さぞやおしゃれな猫足バスタブが鎮座しているのでは?と想像されているかもしれませんね。
でも、いろんなご家庭の浴室を見せて頂いてきましたが、「猫足」のバスタブには残念ながら一度も遭遇していません。ホテルで1度見かけただけですね。
シャワーのみの場合
アパートなどで結構多いパターンが、シャワーのみの浴室です。日本のアパートによくある「ユニットバス」同様にトイレとシャワーが同じ室内にあるものがほとんど。
古い設備のところは、シャワーブースにビニールカーテン。新しい設備だと、イタリア風シャワーと言って、床がフラットなタイプ。
⇧クラシックなタイプのシャワーの例
⇧イタリア風シャワーの例
バスタブがある場合
浴室にバスタブがある場合も多いのですが、ふつう浴室内にはトイレ、洗面台、バスタブが設置されています。「洗い場」はなくて、シャワーはバスタブの中で浴びます。
こういうタイプの浴室で「お風呂に入ろう」と思った場合は、まず浴槽にお湯をためて入浴し、その後シャワーを浴びるというのが一般的。
洗い場がないので、先に体を洗ってから湯船でリラックスしたい場合は、お湯が溜まるまで裸でポツンと待たなくてはいけなかったりします。
日本のお風呂のように家族で交代で同じ湯船に浸かるというのは、ちょっと難しい(不衛生だし)ですね。
小さい子供がいる場合には、お風呂にお湯(35度くらい)をはり、バス用ソープを入れてその中で入浴させます。お湯にはソープが溶け込んでいるので、そこに浸からせて出るときにタオルで体を拭きます。洗い流しません。
謎の物体、ヨーロッパの「ビデ」
トイレの便器の横や、バスタブの横に鎮座する、トイレと同じくらいの高さの妙な形の洗面台。
これが、「ビデ」です。
日本では洗浄器付きトイレが広く普及していて、ボタンひとつで温水が出てきますよね。
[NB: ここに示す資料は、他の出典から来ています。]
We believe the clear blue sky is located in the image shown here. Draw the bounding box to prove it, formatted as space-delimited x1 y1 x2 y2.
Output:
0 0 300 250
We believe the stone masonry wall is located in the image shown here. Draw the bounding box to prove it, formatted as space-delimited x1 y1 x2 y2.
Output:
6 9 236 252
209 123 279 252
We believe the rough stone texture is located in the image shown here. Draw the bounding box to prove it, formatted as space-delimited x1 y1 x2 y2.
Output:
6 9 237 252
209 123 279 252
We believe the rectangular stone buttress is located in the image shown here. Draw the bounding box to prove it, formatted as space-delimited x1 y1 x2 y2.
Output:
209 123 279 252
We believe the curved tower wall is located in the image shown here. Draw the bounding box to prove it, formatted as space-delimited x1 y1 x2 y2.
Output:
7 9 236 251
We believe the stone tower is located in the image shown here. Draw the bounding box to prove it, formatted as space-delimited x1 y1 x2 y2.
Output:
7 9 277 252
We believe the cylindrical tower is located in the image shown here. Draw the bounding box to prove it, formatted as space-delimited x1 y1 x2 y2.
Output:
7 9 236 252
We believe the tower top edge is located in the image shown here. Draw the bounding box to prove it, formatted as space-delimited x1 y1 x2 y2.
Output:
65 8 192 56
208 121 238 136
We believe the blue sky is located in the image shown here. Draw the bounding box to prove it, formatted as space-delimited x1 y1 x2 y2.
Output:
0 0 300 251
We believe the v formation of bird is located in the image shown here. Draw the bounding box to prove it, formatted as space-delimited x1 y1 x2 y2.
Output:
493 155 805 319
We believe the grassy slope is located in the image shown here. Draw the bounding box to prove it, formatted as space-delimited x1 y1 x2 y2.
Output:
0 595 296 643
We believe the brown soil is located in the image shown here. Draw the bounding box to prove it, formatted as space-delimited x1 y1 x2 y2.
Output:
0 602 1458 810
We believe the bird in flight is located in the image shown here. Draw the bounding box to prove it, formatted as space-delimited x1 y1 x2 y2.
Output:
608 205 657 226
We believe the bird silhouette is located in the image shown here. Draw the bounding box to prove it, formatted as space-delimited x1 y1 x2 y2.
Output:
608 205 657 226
それと使い道は同様です。温水をためて、局部を洗うらしいです。
もともとお風呂やシャワーで体を洗う頻度が高くなかったため、局部洗浄のために使われていたと聞きます。
ただ、ビデが付いている浴室は少なくなりつつあるようですよ(毎日シャワーを浴びる習慣が一般化してきたからでしょうか)。
ヨーロッパ南部の国々で見かけることが多く、イギリスや北欧では見かけたことがないように思います。
洗濯機はどこに?
日本の浴室では、脱衣室に必ずと言っていいほど見かけるのに、フランスの浴室ではあまり見かけないのが洗濯機。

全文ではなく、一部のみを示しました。